Background: Children with congenital cytomegalovirus (cCMV) can develop late-onset sensorineural hearing loss (LO-SNHL). In this study, we aim to assess the characteristics and predictors of LO-SNHL in infants with cCMV having normal hearing at the first neonatal assessment.

Methods: A retrospective study within the European Registry of Children with cCMV ( www.ccmvnet.org ) was performed. Included children had cCMV and a normal first audiological assessment by Auditory Brainstem Response (ABR). Late-onset hearing loss (LO-SNHL) is defined as the presence of sensorineural hearing loss after an initial normal hearing test. Hearing evaluation was performed at birth, at 6 months of age, and at least annually up to 6 years of age.
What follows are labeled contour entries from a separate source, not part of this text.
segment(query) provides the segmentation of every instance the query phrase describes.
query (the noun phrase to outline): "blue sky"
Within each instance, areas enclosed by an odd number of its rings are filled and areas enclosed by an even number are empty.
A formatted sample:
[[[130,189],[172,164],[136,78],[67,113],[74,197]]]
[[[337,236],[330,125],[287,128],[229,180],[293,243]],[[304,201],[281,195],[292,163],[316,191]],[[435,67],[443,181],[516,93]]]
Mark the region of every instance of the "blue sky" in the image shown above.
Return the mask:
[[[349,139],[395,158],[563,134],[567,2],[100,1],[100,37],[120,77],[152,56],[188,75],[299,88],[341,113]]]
Results: Seven hundred twenty-one children with normal audiological tests at birth were included, and 47/721 (6.5%) developed LO-SNHL. LO-SNHL was diagnosed at a range of 4-65 months of age [median (IQR) age: 34.3 (15.1-48.7) months]. Children with LO-SNHL had a higher proportion of abnormalities on physical examination at birth (45.7% vs. 20.8%; P < 0.001): petechiae (17.4% vs. 6.0%; P = 0.008), splenomegaly (8.7% vs. 2.3%; P = 0.031), hepatomegaly (13% vs. 2.9%; P = 0.001), microcephaly (15.2% vs. 4.5%; P = 0.005) and small for gestational age (21.7% vs. 8.3% P = 0.005). Children with LO-SNHL showed lower platelet count at birth [177500.0 (88750.0-261250.0)/μL vs. 243500.0 (173000.0-304000.0)/μL; P = 0.012], and higher blood viral load at birth [3.7 log (3.3-4.4) vs. 3.4 log (2.7-3.9) IU/mL; P = 0.013] and had more frequent white matter involvement (27.7% vs. 14.7%; P = 0.03) and ventriculomegaly (20.7% vs. 4.6%; P = 0.001) on birth magnetic resonance imaging. Overall, symptomatic children at birth showed a higher risk of developing LO-SNHL than asymptomatic children (32/317, 10.1%, vs. 15/404, 3.7%; P < 0.0001). Among asymptomatic children, only 0.3% developed severe or profound LO-SNHL in the best ear.In multivariate logistic regression analysis, ventriculomegaly [odds ratio (OR): 7.503 (1.78-27.9)], white matter abnormalities [OR: 3.19 (1.010-9.01)], and splenomegaly [OR: 3.679 (1.56-8.506)] at birth were associated with the development of LO-SNHL ( Fig. 1 ).

Conclusions: Among this large cohort of children with cCMV and a first normal audiological assessment, the risk of LO-SNHL was 6.5%. Asymptomatic children developed LO-SNHL in 3.7% of the cases versus 10.1% in symptomatic cases. In multivariate logistic regression analysis, ventriculomegaly, white matter abnormality, and splenomegaly at birth were associated with LO-SNHL.

Keywords: congenital; cytomegalovirus; late-onset hearing loss.